幽霊令嬢は黒猫王子に懐かれる
私の名前は《クララ=カスタマート》。田舎にひっそりと佇む男爵家の令嬢。
そんな私が今日は、豪奢なシャンデリアが眩しく輝く夜会に出席していた。隣には、私の婚約者である《ライアン=オデレリオ》がいる。
「婚約おめでとうございます、ライアン様、クララ嬢」
聞こえてくるのは、私達の結婚を祝う言葉の数々。その一つ一つが、今の私には胸を締めつける呪いみたいに響く。
「ありがとうございます。ずっとクララに片思いしていたんです。婚約を受け入れてもらえた時は、本当に夢みたいでした」
「まぁ。こんな立派な伯爵令息にそこまで想われるなんて羨ましいわ、クララ」
――羨ましいのなら、代わってほしい。
ライアンが優しいのは、周囲の視線がある時だけ。
だって私は――彼が心から愛している人の、身代わりでしかないのだから。
「おい、少しはまともに婚約者を演じられないのか。辛気臭い顔しやがって……《シャーリィ》とは大違いだな」
私がずっと大切だと思っていた友達の名前。
「俺がお前みたいな『幽霊令嬢』と形だけでも結婚してやるんだ。少しは感謝するんだな」
幽霊令嬢。
誰にも必要とされない。誰の記憶にも残らない。家族には虐げられ、好きな人には利用され、大切だと思っていた友達にも裏切られた。
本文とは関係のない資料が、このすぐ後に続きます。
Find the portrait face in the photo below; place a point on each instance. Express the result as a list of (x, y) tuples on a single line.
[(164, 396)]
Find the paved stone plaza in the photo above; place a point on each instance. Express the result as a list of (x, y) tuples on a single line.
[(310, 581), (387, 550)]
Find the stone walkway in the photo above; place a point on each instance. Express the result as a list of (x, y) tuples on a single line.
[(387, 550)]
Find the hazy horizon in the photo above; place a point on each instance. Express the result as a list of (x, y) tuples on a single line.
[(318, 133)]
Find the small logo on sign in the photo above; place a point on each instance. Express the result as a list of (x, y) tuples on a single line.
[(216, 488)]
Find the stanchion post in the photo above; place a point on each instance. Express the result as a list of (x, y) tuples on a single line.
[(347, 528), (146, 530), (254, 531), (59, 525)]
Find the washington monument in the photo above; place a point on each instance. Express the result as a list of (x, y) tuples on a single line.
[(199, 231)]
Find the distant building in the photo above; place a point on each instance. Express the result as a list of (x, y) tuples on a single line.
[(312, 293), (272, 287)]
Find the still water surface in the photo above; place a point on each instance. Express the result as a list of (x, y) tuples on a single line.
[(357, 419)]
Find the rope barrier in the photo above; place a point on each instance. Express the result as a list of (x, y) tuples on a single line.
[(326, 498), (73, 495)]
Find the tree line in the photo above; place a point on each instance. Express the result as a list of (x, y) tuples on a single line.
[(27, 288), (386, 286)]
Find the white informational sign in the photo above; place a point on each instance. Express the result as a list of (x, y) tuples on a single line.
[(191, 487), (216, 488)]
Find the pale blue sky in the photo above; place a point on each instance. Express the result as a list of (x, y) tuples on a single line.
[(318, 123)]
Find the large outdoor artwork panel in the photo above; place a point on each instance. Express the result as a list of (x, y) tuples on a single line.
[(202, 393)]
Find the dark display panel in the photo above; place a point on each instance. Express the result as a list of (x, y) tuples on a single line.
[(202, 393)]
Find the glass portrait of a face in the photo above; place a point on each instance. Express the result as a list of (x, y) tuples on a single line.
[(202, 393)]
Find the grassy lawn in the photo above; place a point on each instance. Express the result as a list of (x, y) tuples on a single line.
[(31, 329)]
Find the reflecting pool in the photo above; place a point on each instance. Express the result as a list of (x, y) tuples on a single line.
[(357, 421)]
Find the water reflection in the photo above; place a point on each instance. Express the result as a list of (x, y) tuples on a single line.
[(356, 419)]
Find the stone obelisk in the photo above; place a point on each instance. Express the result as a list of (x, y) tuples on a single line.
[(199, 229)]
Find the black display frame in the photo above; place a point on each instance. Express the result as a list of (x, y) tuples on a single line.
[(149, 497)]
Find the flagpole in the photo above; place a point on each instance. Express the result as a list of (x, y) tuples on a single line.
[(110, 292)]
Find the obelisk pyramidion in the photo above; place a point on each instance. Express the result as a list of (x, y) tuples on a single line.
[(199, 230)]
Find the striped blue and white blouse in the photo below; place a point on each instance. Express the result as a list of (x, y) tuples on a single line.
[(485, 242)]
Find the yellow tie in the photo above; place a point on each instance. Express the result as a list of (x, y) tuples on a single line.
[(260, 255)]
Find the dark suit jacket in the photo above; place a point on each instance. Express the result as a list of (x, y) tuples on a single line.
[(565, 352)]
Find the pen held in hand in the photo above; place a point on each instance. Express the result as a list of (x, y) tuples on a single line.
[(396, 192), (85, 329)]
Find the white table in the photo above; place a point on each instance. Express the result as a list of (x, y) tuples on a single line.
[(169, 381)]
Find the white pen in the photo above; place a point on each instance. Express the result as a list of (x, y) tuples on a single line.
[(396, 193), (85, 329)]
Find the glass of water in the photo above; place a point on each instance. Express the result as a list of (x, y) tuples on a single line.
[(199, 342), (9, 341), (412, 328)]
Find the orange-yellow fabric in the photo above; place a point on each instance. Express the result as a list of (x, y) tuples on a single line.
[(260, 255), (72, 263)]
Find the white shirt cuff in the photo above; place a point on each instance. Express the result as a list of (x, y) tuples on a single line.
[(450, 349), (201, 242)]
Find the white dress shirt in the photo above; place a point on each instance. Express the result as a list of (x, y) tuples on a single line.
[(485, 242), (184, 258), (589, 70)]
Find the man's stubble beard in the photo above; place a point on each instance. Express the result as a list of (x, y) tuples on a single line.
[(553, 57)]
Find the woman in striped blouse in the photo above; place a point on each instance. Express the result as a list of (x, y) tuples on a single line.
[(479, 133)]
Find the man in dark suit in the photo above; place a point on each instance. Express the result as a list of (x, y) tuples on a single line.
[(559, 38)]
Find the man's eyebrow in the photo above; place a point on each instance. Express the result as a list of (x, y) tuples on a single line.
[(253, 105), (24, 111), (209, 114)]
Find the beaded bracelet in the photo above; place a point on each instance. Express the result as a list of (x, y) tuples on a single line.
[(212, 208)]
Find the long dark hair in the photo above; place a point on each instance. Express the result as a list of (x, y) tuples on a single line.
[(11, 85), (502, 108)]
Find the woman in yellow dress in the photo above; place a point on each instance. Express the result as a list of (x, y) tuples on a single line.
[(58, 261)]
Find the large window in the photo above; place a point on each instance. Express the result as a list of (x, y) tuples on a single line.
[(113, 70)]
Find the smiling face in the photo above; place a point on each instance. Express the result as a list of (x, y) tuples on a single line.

これからもずっと、私なんていないものとして扱われていく。まるで幽霊みたいに。
――そんな私の前に、一匹の黒猫が現れた。
辛い時や寂しい時、いつもそばにいてくれた黒猫さん。まさか、その黒猫が――。
「僕が、助けてあげようか?」
《アレクトロ王国》の第五王子――《エレフィン=アレクトロ》様。
青と金、二つの色を宿した美しい瞳を持つ王子様。
「これからは僕がクララを守ってあげる。言っておくけど……君が、この手を取ったんだからね」
この人が――私が「黒猫さん」と呼んでいたあの猫だったなんて。
不定期更新。
この作品は私の考えた世界の話です。設定ゆるゆるです。よろしくお願いします。